Wake DA Colon Willoughby is making those people an offer: Perform 25 hours community service and pay $180 in court costs, and the charges will be dismissed.
According to Willoughby, it's called "deferred prosecution," and it is no different from how he has dealt with cases of civil disobedience in the past.
"We don't feel this is a crime of moral turpitude," he said, noting that the same offer was made to Occupy Raleigh protesters.
Arrestees don't have to admit guilt if they fulfill the community service requirement and pay the court costs. After a set amount of time, usually six months, all charges are dismissed.
Several people have already opted to take the bargain. But hundreds are still awaiting their day in court – and that could swamp Wake County's court system.
Willoughby says he believes deferral is the best way to handle civil disobedience cases.
"What I'm trying to do is recoup some of the costs that have been incurred here locally and put something back into the community to make this a better community for all of us," Willoughby said.
The North Carolina Republican Party, however, said it's not happy with the offer. Spokesman Luther Snyder said the punishment is not sufficient, will not cover the costs of the arrests and won't serve as a deterrent for civil disobedience in the future.

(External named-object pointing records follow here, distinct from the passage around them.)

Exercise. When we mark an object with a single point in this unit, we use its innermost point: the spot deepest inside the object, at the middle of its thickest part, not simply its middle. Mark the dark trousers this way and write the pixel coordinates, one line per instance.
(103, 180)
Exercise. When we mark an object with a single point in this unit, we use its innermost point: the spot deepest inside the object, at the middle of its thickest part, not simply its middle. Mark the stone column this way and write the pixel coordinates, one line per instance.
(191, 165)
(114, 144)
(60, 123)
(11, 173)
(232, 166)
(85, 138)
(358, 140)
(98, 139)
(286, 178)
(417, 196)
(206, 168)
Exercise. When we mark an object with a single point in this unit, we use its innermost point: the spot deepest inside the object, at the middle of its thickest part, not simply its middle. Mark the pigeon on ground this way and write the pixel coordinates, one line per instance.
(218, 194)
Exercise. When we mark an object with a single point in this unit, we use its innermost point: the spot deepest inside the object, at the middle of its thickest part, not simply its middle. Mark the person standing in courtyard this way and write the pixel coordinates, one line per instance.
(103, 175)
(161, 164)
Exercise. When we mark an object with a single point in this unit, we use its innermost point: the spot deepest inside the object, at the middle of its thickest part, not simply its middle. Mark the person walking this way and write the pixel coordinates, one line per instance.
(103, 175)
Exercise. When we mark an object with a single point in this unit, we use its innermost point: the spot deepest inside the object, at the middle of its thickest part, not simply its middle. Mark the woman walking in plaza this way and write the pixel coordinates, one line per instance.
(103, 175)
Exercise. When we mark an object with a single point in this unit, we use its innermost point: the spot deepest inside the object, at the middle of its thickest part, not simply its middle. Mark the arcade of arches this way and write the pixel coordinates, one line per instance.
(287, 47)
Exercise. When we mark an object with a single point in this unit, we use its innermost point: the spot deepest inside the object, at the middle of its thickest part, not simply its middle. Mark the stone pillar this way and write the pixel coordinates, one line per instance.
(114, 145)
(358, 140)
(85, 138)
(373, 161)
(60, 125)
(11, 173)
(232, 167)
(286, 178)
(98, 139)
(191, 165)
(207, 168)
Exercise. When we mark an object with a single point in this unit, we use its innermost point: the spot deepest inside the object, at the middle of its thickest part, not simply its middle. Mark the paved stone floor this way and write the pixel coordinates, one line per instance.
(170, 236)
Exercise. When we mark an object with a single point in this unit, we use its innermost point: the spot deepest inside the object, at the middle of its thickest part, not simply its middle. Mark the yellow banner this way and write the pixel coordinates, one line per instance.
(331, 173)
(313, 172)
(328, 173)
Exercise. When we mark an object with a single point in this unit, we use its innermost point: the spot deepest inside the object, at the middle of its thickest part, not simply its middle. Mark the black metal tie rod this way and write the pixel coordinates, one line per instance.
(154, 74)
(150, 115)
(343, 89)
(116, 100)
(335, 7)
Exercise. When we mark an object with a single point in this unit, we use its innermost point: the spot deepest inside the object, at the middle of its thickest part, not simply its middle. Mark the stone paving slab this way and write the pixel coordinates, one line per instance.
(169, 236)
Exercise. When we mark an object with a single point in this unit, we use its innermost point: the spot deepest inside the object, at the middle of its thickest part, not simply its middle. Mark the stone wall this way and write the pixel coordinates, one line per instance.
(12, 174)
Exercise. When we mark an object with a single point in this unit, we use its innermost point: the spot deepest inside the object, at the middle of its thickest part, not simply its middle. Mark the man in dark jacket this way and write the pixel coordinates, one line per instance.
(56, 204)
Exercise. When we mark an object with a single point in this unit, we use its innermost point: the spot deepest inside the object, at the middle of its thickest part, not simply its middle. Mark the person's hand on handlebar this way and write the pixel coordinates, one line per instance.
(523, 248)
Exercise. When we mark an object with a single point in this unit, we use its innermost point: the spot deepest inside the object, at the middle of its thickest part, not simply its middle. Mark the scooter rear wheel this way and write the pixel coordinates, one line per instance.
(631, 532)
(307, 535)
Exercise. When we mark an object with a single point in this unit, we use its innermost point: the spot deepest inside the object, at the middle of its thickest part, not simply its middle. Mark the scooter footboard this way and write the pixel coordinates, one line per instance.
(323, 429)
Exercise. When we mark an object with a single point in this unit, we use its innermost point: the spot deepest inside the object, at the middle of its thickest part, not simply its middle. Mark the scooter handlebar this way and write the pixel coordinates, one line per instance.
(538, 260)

If everyone arrested at Moral Monday protests were to agree to the offer, Willoughby said, it would mean about 25,000 hours of community service for Wake County.
Protester Belinda Black said she thinks her Moral Monday participation was a form of community service.
"My friends tell me that I was doing community service by being part of the protest, that I was actually doing something for the community," she said. Black has not decided yet whether she'll take the DA up on his offer.